The code looks pretty good, but I'd like to understand better why the new code investigates more patterns. Also, the compile time increase to 5s looks huge. It is probably correct that it must be an outlier, however, is there anything that can be done to protect from a compile-time spike? On the other hand, the extra compile-time could be a good compile-time/performance trade-off. So one possibility I can think of is to check the rate of success. For example: investigated N association patterns, never found a better code sequence (or perhaps some %threashold instead), so let's not waste more time on association patterns in this function. What do you think?

It's certainly possible that we'll cause a compile-time spike with this patch (or even the existing code), but I would prefer to leave the safety harness as a follow-on patch pending some evidence that the case actually exists in the real world. Limiting this patch without that evidence seems like a premature compile-time optimization to me. The extra compile time should always be linear to the number of instructions, so it shouldn't explode too far on us.

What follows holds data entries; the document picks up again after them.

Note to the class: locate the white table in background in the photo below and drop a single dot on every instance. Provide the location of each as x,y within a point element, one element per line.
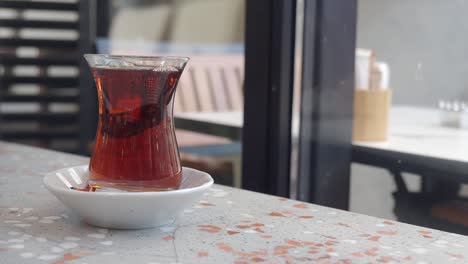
<point>417,142</point>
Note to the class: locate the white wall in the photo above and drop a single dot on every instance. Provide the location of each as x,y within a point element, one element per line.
<point>424,41</point>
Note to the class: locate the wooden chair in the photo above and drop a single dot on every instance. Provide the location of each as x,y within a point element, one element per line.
<point>211,83</point>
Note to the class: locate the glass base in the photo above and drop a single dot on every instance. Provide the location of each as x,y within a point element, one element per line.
<point>131,186</point>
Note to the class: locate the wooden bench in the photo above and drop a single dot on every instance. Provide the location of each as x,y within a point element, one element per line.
<point>211,83</point>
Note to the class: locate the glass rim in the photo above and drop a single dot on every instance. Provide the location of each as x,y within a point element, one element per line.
<point>142,57</point>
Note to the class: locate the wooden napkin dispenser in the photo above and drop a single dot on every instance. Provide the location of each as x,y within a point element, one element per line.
<point>371,114</point>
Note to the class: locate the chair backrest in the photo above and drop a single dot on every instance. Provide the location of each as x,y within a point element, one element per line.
<point>211,83</point>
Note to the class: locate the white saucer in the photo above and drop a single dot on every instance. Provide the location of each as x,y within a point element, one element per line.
<point>126,210</point>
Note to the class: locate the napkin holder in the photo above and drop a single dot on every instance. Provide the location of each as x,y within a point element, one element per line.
<point>371,114</point>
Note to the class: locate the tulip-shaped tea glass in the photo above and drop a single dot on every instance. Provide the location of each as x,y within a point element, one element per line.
<point>136,147</point>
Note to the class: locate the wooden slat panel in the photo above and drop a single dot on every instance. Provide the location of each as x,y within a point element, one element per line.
<point>49,81</point>
<point>202,88</point>
<point>42,5</point>
<point>39,98</point>
<point>48,117</point>
<point>187,91</point>
<point>217,88</point>
<point>18,135</point>
<point>69,60</point>
<point>43,24</point>
<point>233,88</point>
<point>178,102</point>
<point>42,43</point>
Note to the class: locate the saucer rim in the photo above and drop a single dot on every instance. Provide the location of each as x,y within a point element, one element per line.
<point>68,191</point>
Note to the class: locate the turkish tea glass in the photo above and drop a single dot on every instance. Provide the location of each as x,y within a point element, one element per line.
<point>136,147</point>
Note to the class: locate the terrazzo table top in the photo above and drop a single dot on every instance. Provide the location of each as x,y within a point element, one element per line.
<point>228,226</point>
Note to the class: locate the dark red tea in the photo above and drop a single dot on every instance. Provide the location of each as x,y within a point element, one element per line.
<point>136,148</point>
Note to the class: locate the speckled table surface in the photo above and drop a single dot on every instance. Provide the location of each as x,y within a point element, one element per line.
<point>228,226</point>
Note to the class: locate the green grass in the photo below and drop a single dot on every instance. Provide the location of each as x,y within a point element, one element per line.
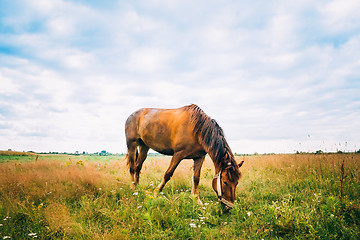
<point>279,197</point>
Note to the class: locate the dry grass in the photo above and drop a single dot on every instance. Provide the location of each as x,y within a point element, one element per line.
<point>279,196</point>
<point>15,153</point>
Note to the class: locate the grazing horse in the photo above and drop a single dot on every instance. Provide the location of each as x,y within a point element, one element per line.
<point>184,133</point>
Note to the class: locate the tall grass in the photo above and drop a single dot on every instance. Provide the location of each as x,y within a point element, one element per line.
<point>280,196</point>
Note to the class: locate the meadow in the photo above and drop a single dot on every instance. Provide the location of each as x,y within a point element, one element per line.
<point>290,196</point>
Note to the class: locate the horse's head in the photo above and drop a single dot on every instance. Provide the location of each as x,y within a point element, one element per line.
<point>225,182</point>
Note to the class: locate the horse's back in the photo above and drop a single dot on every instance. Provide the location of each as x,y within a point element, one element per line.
<point>164,130</point>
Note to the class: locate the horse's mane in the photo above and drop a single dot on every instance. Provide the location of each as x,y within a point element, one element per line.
<point>212,138</point>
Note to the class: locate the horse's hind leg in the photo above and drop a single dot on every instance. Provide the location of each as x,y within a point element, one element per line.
<point>132,158</point>
<point>198,162</point>
<point>140,160</point>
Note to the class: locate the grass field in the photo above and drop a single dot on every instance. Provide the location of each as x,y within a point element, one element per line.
<point>299,196</point>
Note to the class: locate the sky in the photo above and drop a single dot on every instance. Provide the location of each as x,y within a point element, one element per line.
<point>278,76</point>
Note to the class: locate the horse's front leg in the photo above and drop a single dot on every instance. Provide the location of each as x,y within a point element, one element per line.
<point>198,162</point>
<point>175,160</point>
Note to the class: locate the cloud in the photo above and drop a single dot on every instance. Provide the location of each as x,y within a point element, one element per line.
<point>270,73</point>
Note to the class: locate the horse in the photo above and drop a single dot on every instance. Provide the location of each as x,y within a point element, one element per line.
<point>184,133</point>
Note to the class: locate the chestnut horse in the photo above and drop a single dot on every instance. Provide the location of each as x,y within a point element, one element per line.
<point>184,133</point>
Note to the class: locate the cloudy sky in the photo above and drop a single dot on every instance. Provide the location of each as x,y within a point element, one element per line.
<point>278,76</point>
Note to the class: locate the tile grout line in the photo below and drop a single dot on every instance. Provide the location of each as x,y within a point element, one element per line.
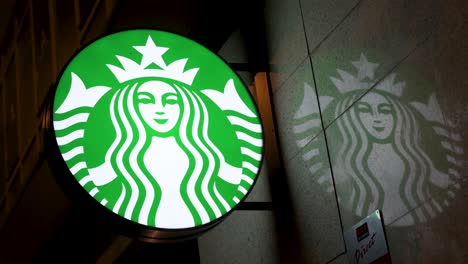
<point>323,128</point>
<point>397,64</point>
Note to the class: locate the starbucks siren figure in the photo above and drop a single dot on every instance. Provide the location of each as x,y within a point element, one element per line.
<point>162,130</point>
<point>379,162</point>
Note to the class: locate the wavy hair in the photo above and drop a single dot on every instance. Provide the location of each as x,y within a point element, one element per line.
<point>140,195</point>
<point>367,192</point>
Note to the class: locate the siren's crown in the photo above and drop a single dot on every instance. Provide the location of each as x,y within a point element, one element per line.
<point>365,79</point>
<point>152,54</point>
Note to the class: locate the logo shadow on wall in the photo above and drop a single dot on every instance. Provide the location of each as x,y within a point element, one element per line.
<point>388,151</point>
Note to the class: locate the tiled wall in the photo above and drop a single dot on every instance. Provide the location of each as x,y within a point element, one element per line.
<point>369,100</point>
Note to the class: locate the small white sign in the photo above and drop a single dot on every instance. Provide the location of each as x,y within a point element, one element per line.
<point>366,241</point>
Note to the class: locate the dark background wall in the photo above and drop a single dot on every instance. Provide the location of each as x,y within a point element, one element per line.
<point>289,53</point>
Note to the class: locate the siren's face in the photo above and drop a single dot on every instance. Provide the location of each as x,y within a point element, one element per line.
<point>158,103</point>
<point>377,115</point>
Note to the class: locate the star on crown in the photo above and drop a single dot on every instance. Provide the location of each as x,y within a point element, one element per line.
<point>366,70</point>
<point>152,54</point>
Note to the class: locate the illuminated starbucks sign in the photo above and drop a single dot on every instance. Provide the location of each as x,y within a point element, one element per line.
<point>157,129</point>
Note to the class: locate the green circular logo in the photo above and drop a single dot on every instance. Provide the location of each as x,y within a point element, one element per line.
<point>157,129</point>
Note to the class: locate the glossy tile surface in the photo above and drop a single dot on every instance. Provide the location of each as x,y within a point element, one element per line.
<point>297,111</point>
<point>244,237</point>
<point>286,40</point>
<point>369,43</point>
<point>394,149</point>
<point>314,202</point>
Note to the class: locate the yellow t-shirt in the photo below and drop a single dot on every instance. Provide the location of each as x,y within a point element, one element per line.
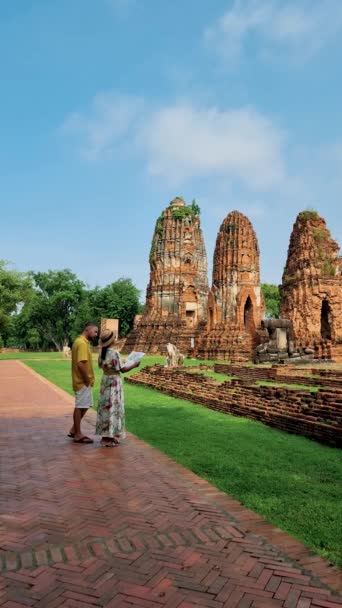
<point>81,352</point>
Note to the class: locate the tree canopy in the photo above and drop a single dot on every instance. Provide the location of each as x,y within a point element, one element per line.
<point>271,295</point>
<point>42,310</point>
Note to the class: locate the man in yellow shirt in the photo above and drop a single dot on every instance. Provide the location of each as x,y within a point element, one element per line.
<point>83,379</point>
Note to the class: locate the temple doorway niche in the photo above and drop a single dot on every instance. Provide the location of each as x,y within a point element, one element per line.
<point>211,319</point>
<point>248,315</point>
<point>191,314</point>
<point>326,320</point>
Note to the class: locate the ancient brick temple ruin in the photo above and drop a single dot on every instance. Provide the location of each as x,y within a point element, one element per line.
<point>235,302</point>
<point>177,293</point>
<point>312,287</point>
<point>227,321</point>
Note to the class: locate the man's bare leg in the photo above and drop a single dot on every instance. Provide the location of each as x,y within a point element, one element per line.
<point>78,415</point>
<point>83,411</point>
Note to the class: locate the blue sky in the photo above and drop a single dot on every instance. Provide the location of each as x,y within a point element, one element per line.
<point>111,108</point>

lib/Target/X86/X86InstrInfo.cpp
6284 ↗(On Diff #27764)

Good point. I took a slightly different approach to reduce even further!

6316 ↗(On Diff #27764)

reassociateOps() doesn't need any changes because the earlier patch assumed this change was coming; we made it (even the comments) assume the more general pattern could happen.

spatel updated this revision to Diff 28128.Jun 22 2015, 11:09 AM
spatel edited edge metadata.

Patch updated based on Gerolf's feedback.

Also, I checked in the name change: hasPattern() -> getMachineCombinerPatterns().
http://reviews.llvm.org/rL240192

...because that's independent and NFC, so this patch is reduced to just the MachineCombiner and x86 files again.

LGTM, but for compile time please add a FIXME before commit. What more evidence does it need? "On Mehdi's (hopefully degenerate for x86) test case from the r236031 post-commit thread, the compile-time increases from ~0.2 sec to 5.0 sec". However, in the current form the patch should have negligible ct impact in general.

mehdi_amini edited edge metadata.Jun 22 2015, 2:26 PM

For the record: the test didn’t come from an X86 test, it is a simplified version of a real-world GPU shader.


Mehdi

This revision was automatically updated to reflect the committed changes.